Specialist in pediatrics at Juvenile/Children`s Health centre ltd, Ghana
Congenital Anal Stenosis occurs as a result of development aberration of the Gastrointestinal System, during the embryonal developmental period. The occurrence being one in every 5000 live births (1:5000) (This is the incidence for all anorectal malformations not anal stenosis alone). It may be necessary to consider routine digital rectal examination of the newborn in cases of recurrent meteorism (gaseous distention of the abdomen) in the neonatal period to avert more serious complications in case, the diagnosis is missed in this critical period.
In low income countries, where paediatric surgeons are scarce, it may be necessary for the few paediatricians available to employ simple methods for diagnosis as well as therapy for congenital anal stenosis. Not all congenital anal stenosis can be treated by dilatation alone. In some cases, the finger may not be able to enter till smaller dilators are used. In others a surgical procedure such as posterior sagittal anoplasty may be required.
This is done through the cautious insertion of the well-lubricated gloved fifth finger in the anus. This method will work for some types of anal stenosis but not for all types. This would normally cause the anal muscles to relax without pain to the newborn. In case the newborn should start crying as the examiner’s finger reaches the tight anal ring, this is at the same time a signal for the parents and the examiner that we are dealing here with the diagnosis congenital anal stenosis; the post digital dilatation process may result in gushing out of the residual watery stool and flatus after removal of the finger and this further more confirms the diagnosis, congenital anal stenosis to the parents as well.

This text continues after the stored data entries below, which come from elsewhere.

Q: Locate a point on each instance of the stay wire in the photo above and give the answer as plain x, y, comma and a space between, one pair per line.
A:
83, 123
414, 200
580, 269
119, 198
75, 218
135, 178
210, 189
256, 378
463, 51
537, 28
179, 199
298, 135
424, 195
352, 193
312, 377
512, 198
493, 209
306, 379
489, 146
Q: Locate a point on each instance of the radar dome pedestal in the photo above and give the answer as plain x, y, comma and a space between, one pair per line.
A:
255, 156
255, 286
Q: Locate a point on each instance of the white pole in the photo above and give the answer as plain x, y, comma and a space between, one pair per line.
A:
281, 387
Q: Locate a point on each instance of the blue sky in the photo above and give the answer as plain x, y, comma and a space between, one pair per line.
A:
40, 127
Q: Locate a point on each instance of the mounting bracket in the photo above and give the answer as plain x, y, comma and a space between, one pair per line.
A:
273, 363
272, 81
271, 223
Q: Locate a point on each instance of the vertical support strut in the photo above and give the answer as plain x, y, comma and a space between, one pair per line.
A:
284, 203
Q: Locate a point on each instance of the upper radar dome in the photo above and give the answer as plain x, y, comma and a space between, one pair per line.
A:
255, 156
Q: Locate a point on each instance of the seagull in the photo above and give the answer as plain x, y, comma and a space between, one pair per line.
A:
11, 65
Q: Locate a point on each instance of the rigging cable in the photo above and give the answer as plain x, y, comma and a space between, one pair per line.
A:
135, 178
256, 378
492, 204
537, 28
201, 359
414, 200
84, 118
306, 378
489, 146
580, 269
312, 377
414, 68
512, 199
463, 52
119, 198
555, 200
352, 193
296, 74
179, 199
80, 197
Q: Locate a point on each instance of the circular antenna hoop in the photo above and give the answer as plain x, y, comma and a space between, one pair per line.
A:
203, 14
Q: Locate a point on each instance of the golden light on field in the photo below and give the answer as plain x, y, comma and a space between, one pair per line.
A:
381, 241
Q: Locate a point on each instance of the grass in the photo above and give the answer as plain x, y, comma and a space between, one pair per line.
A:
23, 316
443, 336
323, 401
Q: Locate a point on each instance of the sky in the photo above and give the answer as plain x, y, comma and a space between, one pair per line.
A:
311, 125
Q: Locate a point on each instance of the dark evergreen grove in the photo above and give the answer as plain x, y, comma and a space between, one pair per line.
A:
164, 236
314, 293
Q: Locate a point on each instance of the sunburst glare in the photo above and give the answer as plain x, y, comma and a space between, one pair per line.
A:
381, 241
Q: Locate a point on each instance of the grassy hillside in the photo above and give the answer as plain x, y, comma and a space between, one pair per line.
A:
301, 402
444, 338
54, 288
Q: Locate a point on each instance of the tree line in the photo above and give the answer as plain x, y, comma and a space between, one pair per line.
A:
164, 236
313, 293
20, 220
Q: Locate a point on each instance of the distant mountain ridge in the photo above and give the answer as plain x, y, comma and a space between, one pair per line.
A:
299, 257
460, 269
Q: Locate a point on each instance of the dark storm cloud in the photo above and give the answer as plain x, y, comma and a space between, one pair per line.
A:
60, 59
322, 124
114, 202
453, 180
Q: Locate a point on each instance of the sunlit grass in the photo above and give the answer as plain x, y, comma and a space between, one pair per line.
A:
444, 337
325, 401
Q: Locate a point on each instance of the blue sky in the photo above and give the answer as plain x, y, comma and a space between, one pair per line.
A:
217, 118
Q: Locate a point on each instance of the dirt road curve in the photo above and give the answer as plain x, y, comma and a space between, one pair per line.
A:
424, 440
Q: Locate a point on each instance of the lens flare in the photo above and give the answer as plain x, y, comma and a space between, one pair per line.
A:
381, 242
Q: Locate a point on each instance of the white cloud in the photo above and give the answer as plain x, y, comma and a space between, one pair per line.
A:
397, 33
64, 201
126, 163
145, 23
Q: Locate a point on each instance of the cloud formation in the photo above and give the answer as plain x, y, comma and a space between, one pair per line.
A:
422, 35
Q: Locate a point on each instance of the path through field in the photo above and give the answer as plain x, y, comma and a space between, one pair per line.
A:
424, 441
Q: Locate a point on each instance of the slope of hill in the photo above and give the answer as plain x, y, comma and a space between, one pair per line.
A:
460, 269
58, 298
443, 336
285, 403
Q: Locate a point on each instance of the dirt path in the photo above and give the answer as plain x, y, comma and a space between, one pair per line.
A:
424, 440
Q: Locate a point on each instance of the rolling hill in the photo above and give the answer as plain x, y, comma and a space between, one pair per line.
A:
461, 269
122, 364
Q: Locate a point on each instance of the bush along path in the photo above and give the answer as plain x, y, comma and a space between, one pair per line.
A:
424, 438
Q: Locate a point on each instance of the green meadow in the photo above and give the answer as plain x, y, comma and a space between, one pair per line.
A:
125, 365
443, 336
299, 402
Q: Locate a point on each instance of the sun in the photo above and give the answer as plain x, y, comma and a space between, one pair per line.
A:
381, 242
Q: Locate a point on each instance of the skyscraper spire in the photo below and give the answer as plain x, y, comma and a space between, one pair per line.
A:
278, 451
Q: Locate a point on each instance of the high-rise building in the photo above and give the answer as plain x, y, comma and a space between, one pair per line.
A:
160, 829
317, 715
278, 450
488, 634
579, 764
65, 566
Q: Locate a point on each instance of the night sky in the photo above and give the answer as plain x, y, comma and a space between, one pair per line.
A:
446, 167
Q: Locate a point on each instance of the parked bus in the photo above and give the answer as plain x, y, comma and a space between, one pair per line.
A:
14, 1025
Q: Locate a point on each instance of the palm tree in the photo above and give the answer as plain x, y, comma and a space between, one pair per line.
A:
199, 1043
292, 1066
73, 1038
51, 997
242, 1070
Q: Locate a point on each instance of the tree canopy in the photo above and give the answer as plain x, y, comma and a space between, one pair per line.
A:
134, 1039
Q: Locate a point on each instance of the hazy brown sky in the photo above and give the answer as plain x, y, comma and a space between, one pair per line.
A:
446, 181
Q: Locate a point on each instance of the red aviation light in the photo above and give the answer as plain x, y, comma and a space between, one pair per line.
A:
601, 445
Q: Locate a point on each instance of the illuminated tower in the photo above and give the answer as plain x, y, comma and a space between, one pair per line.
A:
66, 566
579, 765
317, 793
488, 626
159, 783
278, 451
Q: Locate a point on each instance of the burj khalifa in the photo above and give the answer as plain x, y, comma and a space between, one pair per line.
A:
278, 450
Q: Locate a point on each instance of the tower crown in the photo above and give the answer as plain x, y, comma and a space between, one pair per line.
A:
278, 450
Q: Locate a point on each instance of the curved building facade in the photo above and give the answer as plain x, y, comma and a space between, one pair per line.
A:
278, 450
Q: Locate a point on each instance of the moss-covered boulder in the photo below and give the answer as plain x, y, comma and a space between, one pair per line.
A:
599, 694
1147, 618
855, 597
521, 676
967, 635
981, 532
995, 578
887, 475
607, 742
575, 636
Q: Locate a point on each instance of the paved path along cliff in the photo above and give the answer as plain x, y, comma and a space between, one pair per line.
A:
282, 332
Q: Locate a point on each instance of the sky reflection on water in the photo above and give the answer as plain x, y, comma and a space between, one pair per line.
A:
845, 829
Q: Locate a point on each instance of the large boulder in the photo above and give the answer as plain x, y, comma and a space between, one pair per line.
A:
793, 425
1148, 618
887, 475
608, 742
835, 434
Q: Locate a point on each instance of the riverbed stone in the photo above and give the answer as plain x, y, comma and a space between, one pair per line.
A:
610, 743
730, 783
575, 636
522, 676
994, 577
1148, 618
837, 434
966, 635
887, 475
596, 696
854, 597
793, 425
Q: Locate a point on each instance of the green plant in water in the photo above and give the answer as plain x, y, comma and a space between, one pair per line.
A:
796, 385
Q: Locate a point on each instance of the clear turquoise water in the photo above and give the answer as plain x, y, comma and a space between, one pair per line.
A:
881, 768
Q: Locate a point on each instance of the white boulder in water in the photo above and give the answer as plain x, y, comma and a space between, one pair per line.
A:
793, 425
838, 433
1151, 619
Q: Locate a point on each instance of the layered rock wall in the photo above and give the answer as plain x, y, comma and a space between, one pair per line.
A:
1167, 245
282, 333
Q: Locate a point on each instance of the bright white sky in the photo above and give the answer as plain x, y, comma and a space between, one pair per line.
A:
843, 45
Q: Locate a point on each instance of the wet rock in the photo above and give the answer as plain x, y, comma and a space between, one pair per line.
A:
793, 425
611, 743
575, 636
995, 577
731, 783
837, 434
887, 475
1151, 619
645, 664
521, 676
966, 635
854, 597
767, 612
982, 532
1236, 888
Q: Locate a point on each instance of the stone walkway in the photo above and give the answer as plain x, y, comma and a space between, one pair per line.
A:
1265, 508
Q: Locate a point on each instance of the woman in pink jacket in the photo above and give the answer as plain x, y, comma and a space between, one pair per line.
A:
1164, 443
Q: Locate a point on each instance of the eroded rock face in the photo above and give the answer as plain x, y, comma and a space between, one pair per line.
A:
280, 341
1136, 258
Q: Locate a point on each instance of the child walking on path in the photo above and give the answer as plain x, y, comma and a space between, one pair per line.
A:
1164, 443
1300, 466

To avert late serious complications of the gastrointestinal system as a result of missed diagnosis in the neonatal period, it is recommended that digital examination be done on any newborn with recurrent gaseous distention of the abdomen despite medications.
In conclusion, as it is mandatory to examine every casualty with abdominal problems rectally likewise it can be said that newborns with abdominal challenges should also be examined in that manner all the time, This may prevent complications in those with anal stenosis who respond to this treatment. It would also aid early diagnosis in those who may need referral to a surgeon for further management.